Appel à communication : The Art of Plaster (Lisbonne, 6-8 juillet 2020)

The Art of Plaster. Between Creation and Reproduction

Faculty of Fine Arts, University of Lisboa / Calouste Gulbenkian Museum, Lisboa – Portugal, July 6 – 08, 2020
Deadline: Mar 10, 2020

The «Art» of Plaster – Between Creation and Reproduction – Study and Preservation

The «Art» of plaster has been valued by our historiography over the last few years. Indeed, it was at the end of the 20th century that the first in-depth studies on the application of plaster in architectural decoration began to emerge, and a new set of plastering artists became known and valued. However, issues concerning sculptural practice itself have been secondary until very recently, although the use of plaster as a material for artistic production has been a constant over the centuries. Because it is very easy to prepare and very malleable, it has been chosen as a material for both architectural decoration and sculpture, due to its ability to imitate other noble materials and, especially, because it is replicable if using casts.
In the artistic production field, even though they often do not represent the final work, the plaster pieces can show us the artists’ original intentions or the various studies and stages of artwork creation. Their preservation often represents the memory of the creation process itself.
On the other hand, its use for making moulds easily, and later plaster casts or reproductions, has allowed the spread of three-dimensional shapes around the world, making the great works of art available to those who could never see them in their original place. In the 19th-century Academies, it became practical to exchange patterns of the great museums and collections’ main sculptures, aiming at the creation of sets of models for students’ learning. At the same time, on the architectural decoration field, one witnesses a similar phenomenon, by finding elements copied from important national and foreign monuments.
The growing importance of teaching Industrial Art has also given great importance to learning through the observation and reproduction of the great national and international artistic models, seeking the creation of a new plastic expression, based on artistic tradition.

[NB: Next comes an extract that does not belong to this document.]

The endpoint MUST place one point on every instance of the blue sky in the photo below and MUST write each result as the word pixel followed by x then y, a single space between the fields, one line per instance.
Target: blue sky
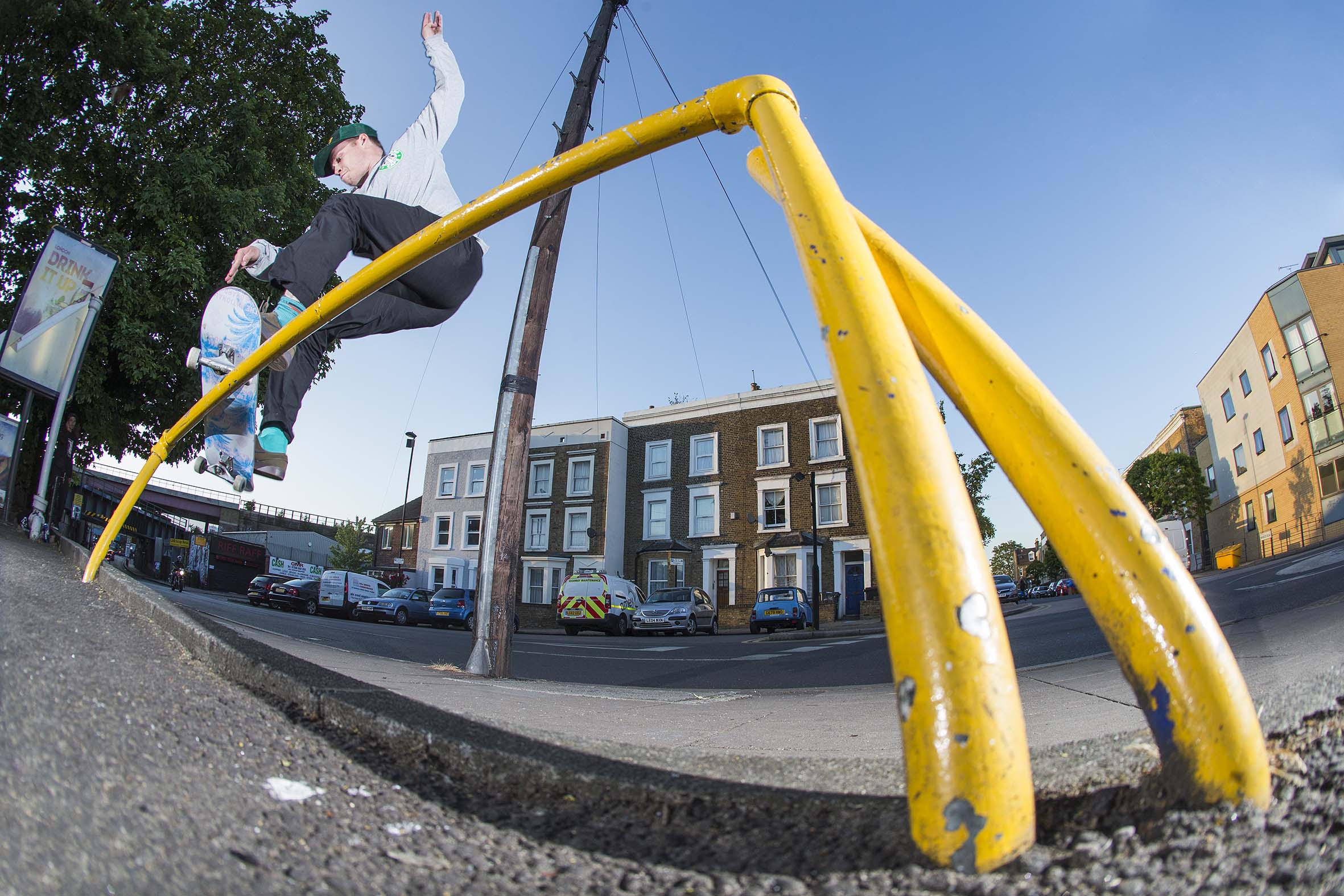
pixel 1111 186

This teaching method is still common today, pursuing an ancient practice of learning for the future artists and our current students, through drawing, painting, sculpture or even copying, continue learning the basis for their future artistic development.
Although its presence in museums in the 19th century was not maintained in the following century, which gradually moved away from the idea of the Universal Museum, today, the reproductions of the great masterpieces are themselves valued objects, giving birth to large collections, which must be preserved and which have been occupying prominent places in numerous museums and art galleries in the international context.
The concern for the preservation of these elements is now a vital issue. The maintenance of plaster pieces is essential, as didactic material or as a register of the artistic creation, but also because they become unique testimonies of the state of the pieces in a certain moment, or even of the existence of some works of art that disappeared over the years.
The Conservation and Restoration field has also been developing studies dedicated to these issues, not only about the knowledge of production techniques and their evolution, but also about the type of restoration performed over time. To these aspects was added the importance of the information collected through the examination and analysis methods. With the wealth of information resulting from these studies, increasingly complete and elucidative information is gathered about the state of conservation of the plaster pieces and procedures to be followed for their preservation.

Thematic Lines
– Historical Memory / Art History
– Artistic Production
– Teaching
– Preservation, Conservation and Restoration
– Another subject

Official languages
Portuguese and English

Those who are interested in participating must send an abstract of up to 400 words, including title, name, affiliation and text, along with a brief curriculum summary of 50 words maximum, to email by 10 March 2020.

The subject of the email, as well as the file, should have the following designation: ABSTRACT – Name of the first author.

Results will be released by 20 March 2020.